Deux chantiers opérationnels vont permettre de structurer l’action régionale sur ce sujet :
- le Laboratoire des usages numériques Aquil@b dont la préfiguration a été adoptée en juin 2011.
- la constitution, avec des entreprises leaders d’Aquitaine, d’un cluster analyse, qualité et usages web en phase d’élaboration. Ce cluster s’inscrit pleinement dans la stratégie sur les actions sectorielles conduite par la Région Aquitaine en matière de développement économique ainsi que dans le programme d’action de l’Adeiso et le CATIE (Centre aquitain des Technologies de l’Information).
L’Aquitaine compte actuellement deux clusters TIC : Topos sur les applications satellitaires et un sur l’e-santé contractualisé en 2011.
Un nouvel Ami pour les territoires numériques
Le troisième axe décrit la transformation sélective des interventions de la Région en direction des territoires. La période pionnière de sensibilisation et d’appropriation a passé. Il convient désormais de tirer vers le haut, avec des exigences d’innovation et de modèles économiques, des projets territoriaux à même d’améliorer la compétence locale.
Un « Appel à manifestation d’intérêt » est à ce sujet mis en place autour de quatre priorités :
- L’enjeu des déplacements professionnels
- L’amélioration de l’accès aux soins de santé
- La valorisation des cultures de territoire
- Le développement du lien entre vie économique et territoire
Cet Appel à manifestation d’intérêt remplace les dispositifs antérieurs. En savoir plus sur l’Ami numérique dans le Guide des aides TIC
Trois actions mobilisatrices
Une première action mobilisatrice concerne les industries culturelles et les médias. Elle décrit le mode d’intervention pointu de la Région en direction des acteurs de l’économie créative (cinémas, libraires, éditeurs, secteur musical…) qui sont directement frappés par l’effet mondialisateur du numérique. Cette stratégie sera maintenue et élargie notamment aux radios.
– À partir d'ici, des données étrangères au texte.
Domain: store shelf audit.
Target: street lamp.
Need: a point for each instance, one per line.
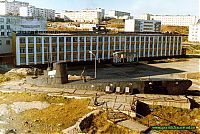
(95, 68)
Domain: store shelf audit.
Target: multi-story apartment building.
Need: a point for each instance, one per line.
(194, 32)
(8, 24)
(17, 8)
(174, 20)
(137, 25)
(43, 48)
(117, 14)
(11, 8)
(85, 15)
(29, 11)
Lui est par ailleurs associé le Contrat d’objectifs et de moyens avec les télévisions locales, qui a été adopté en juin 2011.
Enfin, la deuxième action mobilisatrice porte sur l’effort, modeste mais également pointu et spécifique entrepris en direction de la filière numérique régionale. Il s’agit de soutenir celle-ci lorsqu’elle met au point des services à valeur ajoutée innovants notamment à travers le dispositif Aquitaine proto qui a su faire ses preuves. Il ne s’agit donc pas de politique industrielle à proprement parler mais d’aide investie dans des projets de valeur et inédits.
Trois domaines sont particulièrement ciblés : le logiciel libre, les applications mobiles et le champ des « serious games ».
La dernière action mobilisatrice porte sur le volet numérique et le développement durable qui n’a pas fait l’objet d’une prise de décision dès cette Séance plénière du 24 octobre car il est intégré au processus d’élaboration concertée du Défi Aquitaine climat.
Le rapport adopté en séance plénière du 26 octobre 2011 dresse un portrait de l’exigence et de l’excellence du rôle d’architecte innovant de la collectivité régionale.